Franklin öldükten dört yıl sonra bu çalışmaları için Nobel Ödülü'ne layık görüldü.

İşte liyakat budur!

Takım oyunlarında ve entelektüel dünyada da liyakat değerli:

'Entelektüel itibar' kavramının ayrılmaz parçasıdır liyakat

Bir futbol veya hentbol takımında olduğu gibi, her oyuncunun takımın attığı gole yaptığı katkıyı analiz etmek önemsiz bir iş değildir.

Ama bizdeki ve özellikle de ABD'deki siyaset üzerine çalışan akademisyenler, başkana 'sadık' olan birini, 'kişisel olarak bir başkana veya başkanın ideolojisine veya politika gündemine sadık' olarak atanan kişi olarak tanımlarlar.

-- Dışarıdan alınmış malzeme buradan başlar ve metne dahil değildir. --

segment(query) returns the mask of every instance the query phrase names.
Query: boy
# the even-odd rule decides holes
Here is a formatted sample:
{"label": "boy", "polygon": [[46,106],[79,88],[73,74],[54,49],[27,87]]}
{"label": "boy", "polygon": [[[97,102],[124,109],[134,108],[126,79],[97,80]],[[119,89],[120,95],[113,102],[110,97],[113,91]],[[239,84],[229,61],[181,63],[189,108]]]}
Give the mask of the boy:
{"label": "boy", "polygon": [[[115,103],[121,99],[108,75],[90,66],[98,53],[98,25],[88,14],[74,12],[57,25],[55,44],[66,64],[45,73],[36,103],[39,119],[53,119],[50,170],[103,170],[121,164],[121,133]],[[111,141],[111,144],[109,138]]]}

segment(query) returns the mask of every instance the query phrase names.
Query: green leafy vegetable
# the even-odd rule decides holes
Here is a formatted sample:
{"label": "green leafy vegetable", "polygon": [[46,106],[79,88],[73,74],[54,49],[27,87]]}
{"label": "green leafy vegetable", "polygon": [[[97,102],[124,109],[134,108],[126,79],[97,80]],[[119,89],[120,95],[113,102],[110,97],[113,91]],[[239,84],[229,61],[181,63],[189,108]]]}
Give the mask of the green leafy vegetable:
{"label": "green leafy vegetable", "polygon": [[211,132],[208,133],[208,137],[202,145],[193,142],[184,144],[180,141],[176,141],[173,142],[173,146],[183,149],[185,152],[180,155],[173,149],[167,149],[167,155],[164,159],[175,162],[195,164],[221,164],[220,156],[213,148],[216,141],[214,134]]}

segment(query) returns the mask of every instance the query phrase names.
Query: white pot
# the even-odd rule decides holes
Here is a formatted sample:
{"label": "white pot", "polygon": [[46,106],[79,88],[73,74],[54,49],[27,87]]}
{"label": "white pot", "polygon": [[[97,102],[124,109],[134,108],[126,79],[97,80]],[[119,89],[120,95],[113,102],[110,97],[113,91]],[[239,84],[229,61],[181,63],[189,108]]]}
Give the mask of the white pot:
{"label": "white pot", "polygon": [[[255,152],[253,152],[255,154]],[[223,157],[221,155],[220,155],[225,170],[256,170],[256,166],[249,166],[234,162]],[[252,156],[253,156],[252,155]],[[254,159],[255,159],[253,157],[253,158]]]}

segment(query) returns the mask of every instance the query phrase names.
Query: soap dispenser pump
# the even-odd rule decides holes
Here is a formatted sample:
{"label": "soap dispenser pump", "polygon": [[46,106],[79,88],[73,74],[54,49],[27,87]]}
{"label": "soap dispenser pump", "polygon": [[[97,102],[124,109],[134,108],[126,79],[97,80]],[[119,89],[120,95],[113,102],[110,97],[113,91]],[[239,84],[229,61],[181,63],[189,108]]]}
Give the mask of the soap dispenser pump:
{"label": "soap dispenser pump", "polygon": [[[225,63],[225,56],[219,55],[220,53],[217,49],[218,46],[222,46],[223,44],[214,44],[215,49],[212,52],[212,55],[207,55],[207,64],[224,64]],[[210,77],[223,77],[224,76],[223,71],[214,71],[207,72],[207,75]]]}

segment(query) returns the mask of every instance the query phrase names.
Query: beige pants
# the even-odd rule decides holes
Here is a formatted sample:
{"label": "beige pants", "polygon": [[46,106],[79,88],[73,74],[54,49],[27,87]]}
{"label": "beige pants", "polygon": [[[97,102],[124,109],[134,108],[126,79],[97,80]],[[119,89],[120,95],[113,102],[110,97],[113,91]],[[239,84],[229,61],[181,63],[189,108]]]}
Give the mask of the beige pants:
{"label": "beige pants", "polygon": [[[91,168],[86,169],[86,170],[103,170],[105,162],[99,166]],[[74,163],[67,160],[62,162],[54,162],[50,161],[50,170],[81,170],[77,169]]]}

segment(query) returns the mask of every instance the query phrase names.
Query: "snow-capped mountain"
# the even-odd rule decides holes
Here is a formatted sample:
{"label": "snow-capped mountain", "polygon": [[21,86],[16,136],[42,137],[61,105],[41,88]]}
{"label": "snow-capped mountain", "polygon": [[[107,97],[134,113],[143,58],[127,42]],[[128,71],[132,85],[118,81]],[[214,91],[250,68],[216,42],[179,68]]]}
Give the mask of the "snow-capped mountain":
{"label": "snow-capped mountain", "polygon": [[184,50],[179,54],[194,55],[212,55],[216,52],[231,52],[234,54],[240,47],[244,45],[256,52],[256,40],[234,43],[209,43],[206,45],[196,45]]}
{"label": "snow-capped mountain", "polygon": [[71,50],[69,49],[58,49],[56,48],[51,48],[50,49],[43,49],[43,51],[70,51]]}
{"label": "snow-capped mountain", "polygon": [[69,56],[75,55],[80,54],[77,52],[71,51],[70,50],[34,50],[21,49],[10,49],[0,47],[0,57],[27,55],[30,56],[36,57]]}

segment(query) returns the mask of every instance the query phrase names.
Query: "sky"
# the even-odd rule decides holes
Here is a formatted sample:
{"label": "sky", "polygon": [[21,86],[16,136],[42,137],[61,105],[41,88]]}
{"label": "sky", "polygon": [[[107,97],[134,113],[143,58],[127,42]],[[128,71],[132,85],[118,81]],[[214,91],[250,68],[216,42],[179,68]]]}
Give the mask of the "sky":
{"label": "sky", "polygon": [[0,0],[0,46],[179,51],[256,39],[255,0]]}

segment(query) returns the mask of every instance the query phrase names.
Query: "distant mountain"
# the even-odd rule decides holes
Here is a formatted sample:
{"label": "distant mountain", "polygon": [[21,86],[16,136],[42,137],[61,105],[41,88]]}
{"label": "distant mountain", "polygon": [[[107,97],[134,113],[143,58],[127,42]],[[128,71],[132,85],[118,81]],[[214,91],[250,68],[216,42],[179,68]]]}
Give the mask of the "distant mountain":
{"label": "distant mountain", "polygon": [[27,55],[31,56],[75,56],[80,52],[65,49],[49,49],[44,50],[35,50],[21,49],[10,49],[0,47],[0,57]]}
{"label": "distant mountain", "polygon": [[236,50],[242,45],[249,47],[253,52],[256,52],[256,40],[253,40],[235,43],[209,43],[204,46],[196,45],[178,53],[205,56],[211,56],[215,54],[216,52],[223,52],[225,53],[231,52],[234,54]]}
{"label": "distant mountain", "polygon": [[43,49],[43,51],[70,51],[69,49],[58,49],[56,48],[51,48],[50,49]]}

Dürüstlüğe bağlılık ve gerçeğe daha yüksek sadakat, etik lideri, liderlik rollerini üstlenenlerden ayıran şeydir. Aradaki farkı görmezden gelemeyiz.

Ve sadakatin liyakatle uzak yakın alakası yoktur.

Seneca'nın pek sevdiğimiz sözü ile bitirelim yazıyı: Para ile satın alınan sadakat, daha fazla para ile de satılır. Utancın olmadığı yerde adalet kaygısı, kutsallık ve güven olmaz, krallık da sağlam değildir.